Before D19735, they do this in an underspecified way which probably tends to slam one node with all the traffic. After D19735, they use a random up-to-date node, which is probably good if several nodes are up-to-date.
However, in the case where there is only one up-to-date node, this may still slam one node with a large amount of read traffic: if the list only has one host, we can't spread traffic no matter how hard we shuffle it.
We could improve this approach like this:
(1) When a node receives a write, it marks itself as the root node for that write (the first node to receive that write).
(2) When we synchronize, we build a deterministic spanning tree across the cluster based on the cluster members and the root node.

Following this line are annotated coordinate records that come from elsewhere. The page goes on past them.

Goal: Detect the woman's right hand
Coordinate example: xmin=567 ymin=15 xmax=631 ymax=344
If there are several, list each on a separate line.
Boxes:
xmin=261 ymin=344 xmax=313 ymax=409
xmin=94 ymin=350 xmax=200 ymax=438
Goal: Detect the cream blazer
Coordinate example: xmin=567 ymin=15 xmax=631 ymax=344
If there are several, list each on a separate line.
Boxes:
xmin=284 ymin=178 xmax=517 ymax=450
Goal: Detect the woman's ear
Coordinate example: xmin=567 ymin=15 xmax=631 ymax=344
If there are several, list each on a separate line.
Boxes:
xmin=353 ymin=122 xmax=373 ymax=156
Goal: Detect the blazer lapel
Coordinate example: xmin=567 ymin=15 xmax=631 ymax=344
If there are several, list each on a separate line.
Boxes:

For example: sort all the nodes by device PHID, then starting at the root node for the write, insert the nodes into a tree which always fills breadth-first in a predictable way. When we get to the end of the list, wrap around to the beginning until we've inserted every node. This tree could be binary or use some other leaf factor, but when we're done building the tree we have a map of how we should synchronize which every node can construct independently in a predictable way. Then, we synchronize from our parent in the tree.

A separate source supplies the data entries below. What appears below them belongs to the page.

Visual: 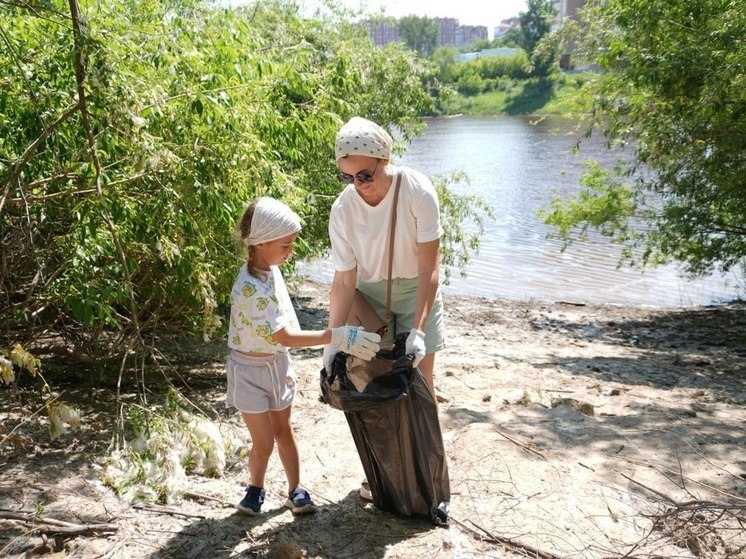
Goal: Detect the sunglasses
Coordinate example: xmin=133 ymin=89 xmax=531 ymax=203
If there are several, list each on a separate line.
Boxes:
xmin=339 ymin=159 xmax=381 ymax=184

Suppose we have an 8-node cluster and node "E" received the write. We might build this tree (or any other tree, as long as "E" is the root and every node can build this tree in a predictable way given the knowledge that there are 8 nodes in the cluster and "E" must be the root):
E / \ F G / \ / \ H B A C / D
Then every node synchronizes against its parent. For example, if "H" receives a request, it synchronizes against "F". Either "F" is already up to date, or this triggers "F" to synchronize against "E".
This is probably close to optimal and doesn't seem very complex. The CLI can actually make it fairly observable, too, I think.
I think the only trick is that if we query "F" and another write comes in, "E" may no longer be the root. So "F" may need to ask some other node in the new tree (if we asked "F" based on version 997 of the tree, then we update to version 998, "F" may now need to ask "G" to sync). However, I think this can't deadlock: if "F" never updated, no node below "F" could possibly have taken a write for version 998, since no node below "F" could have reached version 997. And, after D19734, the next write will "almost always" go to "E" anyway and we'll keep the same tree. So this could get a little bit goofy but should rapidly converge toward something sane.
You can perhaps force it to deadlock by removing "F" from the cluster between when we route the sync for 997 and the write for 998 comes in. Then perhaps "D" receives the write, synchronizes directly from "E", uhhh, then the request arrives at "F" and the new tree tells it to synchronize from H? But the read lock on H is held by the request to F so maybe those nodes deadlock. This seems hard, can be made observable in the CLI, whoever is pushing can probably ^C to resolve it, and we could just make the tree-read abort if it sees that the version bumped to automatically converge to sanity.
I'd like D19735 to sit in production for a bit before pursuing this but I think it gets us pretty close to optimal on sync routing, concerns like network distance notwithstanding (and we can build network distance concerns into the tree algorithm).